The last time we saw a significant correction in the U.S. stock market was in early 2016. We are now coming up on the two year anniversary of a move in the equities that have taken the major averages to lofty levels and a succession of record highs.
Asian contagion caused the S&P 500 index to fall over 13 percent from the end of 2015 through the week of February 8, 2016. The days of double-digit economic growth in China came to an end, and the Chinese domestic stock market plunged. Stocks moved lower around the world in sympathy with the Chinese market.
When the Chinese economy catches a cold, the rest of the world tends to get a severe case of the flu.
As the weekly chart of the E-Mini S&P 500 futures contract illustrates, the correction took the index from 2,075 during the final week of 2015 to lows of 1802.50 in early 2016. Since then, with a few minor exceptions, the index has been nothing short of a bullish rocket ship. However, on a longer-term basis, stocks have been explosive the lows following the global financial crisis of 2008.

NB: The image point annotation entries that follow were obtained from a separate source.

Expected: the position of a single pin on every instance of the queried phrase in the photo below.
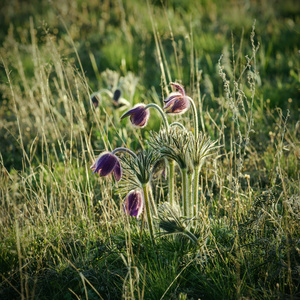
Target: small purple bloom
(95, 99)
(177, 102)
(139, 116)
(134, 203)
(107, 163)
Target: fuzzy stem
(123, 149)
(148, 211)
(191, 236)
(171, 180)
(177, 124)
(190, 197)
(153, 205)
(196, 191)
(196, 128)
(185, 192)
(158, 108)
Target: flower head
(139, 116)
(107, 163)
(134, 203)
(177, 102)
(95, 99)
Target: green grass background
(63, 232)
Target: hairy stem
(148, 211)
(196, 191)
(185, 191)
(163, 115)
(190, 197)
(196, 128)
(153, 204)
(123, 149)
(171, 180)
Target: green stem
(196, 191)
(148, 212)
(185, 192)
(171, 180)
(153, 205)
(123, 149)
(190, 191)
(196, 128)
(191, 236)
(163, 115)
(177, 124)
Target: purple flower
(95, 99)
(177, 102)
(134, 203)
(107, 163)
(139, 116)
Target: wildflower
(107, 163)
(134, 203)
(177, 102)
(118, 101)
(95, 99)
(139, 116)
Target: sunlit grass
(63, 231)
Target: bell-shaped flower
(118, 101)
(95, 99)
(177, 102)
(134, 203)
(107, 163)
(139, 116)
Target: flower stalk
(163, 115)
(171, 180)
(195, 114)
(148, 211)
(185, 191)
(196, 191)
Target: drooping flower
(107, 163)
(134, 203)
(139, 116)
(118, 101)
(177, 102)
(95, 99)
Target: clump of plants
(174, 144)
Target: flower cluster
(172, 144)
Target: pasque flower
(139, 116)
(134, 203)
(107, 163)
(177, 102)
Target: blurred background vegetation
(55, 54)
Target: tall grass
(63, 232)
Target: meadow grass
(64, 234)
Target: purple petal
(132, 111)
(172, 96)
(134, 203)
(140, 118)
(179, 87)
(117, 171)
(180, 106)
(105, 164)
(117, 95)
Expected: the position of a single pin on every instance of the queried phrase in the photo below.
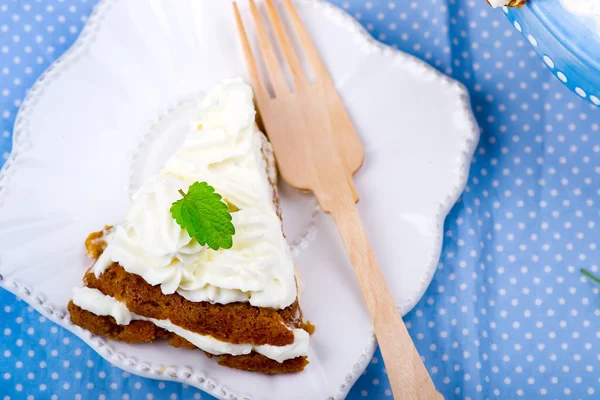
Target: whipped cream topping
(226, 150)
(98, 303)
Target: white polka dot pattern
(507, 315)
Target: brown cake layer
(145, 331)
(237, 323)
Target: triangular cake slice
(152, 281)
(507, 3)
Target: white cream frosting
(225, 149)
(96, 302)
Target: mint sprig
(205, 216)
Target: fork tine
(309, 48)
(266, 48)
(300, 78)
(251, 63)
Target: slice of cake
(508, 3)
(196, 269)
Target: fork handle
(408, 376)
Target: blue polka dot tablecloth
(508, 313)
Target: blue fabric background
(507, 315)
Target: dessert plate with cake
(198, 266)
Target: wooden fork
(317, 149)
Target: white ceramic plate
(108, 113)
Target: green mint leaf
(589, 275)
(205, 216)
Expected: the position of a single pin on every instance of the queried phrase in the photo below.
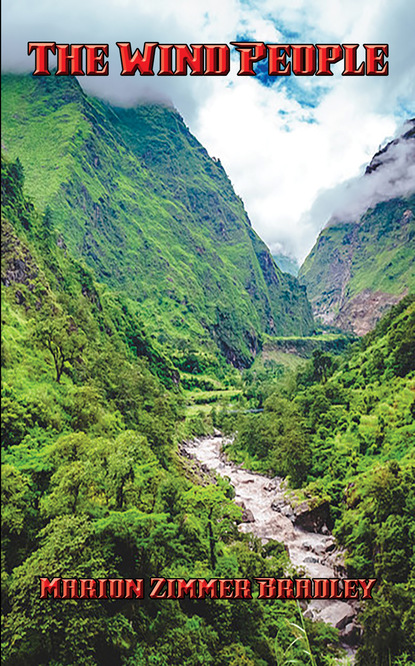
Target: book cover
(208, 329)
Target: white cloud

As the quarterly chart highlights, in October 2009 the S&P 500 found a bottom at 665.75. As of Friday, January 12, 2018, it was above 2775 more than quadrupled the value in less than a decade. The most recent leg up in stocks makes the early 2016 price action seem like a speed bump on the way to the current level. Since October 2015, the index has moved to the upside for nine consecutive quarters.
The stock market picked up steam after the election of President Donald Trump. Fewer regulations, lower corporate taxes, and a business-friendly environment in the United States has fueled the rally. Moreover, global economic data indicate that economic growth is accelerating. In the U.S. GDP is growing at over 3% and unemployment at 4.1% is at a low. In Europe, moderate economic growth has replaced years of malaise. At the same time, China’s economy is looking good these days. The recent Party Congress put President Xi in the most influential position for a leader of the world’s most populous nation since Mao Tse Tung.
Meanwhile, the trend remains higher in stocks, but there are warning signals on the horizon for 2018. The geopolitical landscape in the Middle East and Korean Peninsula are a minefield of potential problems that could cause periods of risk-off action in stocks over coming months. The valuation of the S&P 500 is at the second-highest level in history; almost 34 times earnings. Eventually, gravity will hit the loft stock market, and 2018 could be a year where trading, rather than passive investing in stocks could prove the optimal strategy.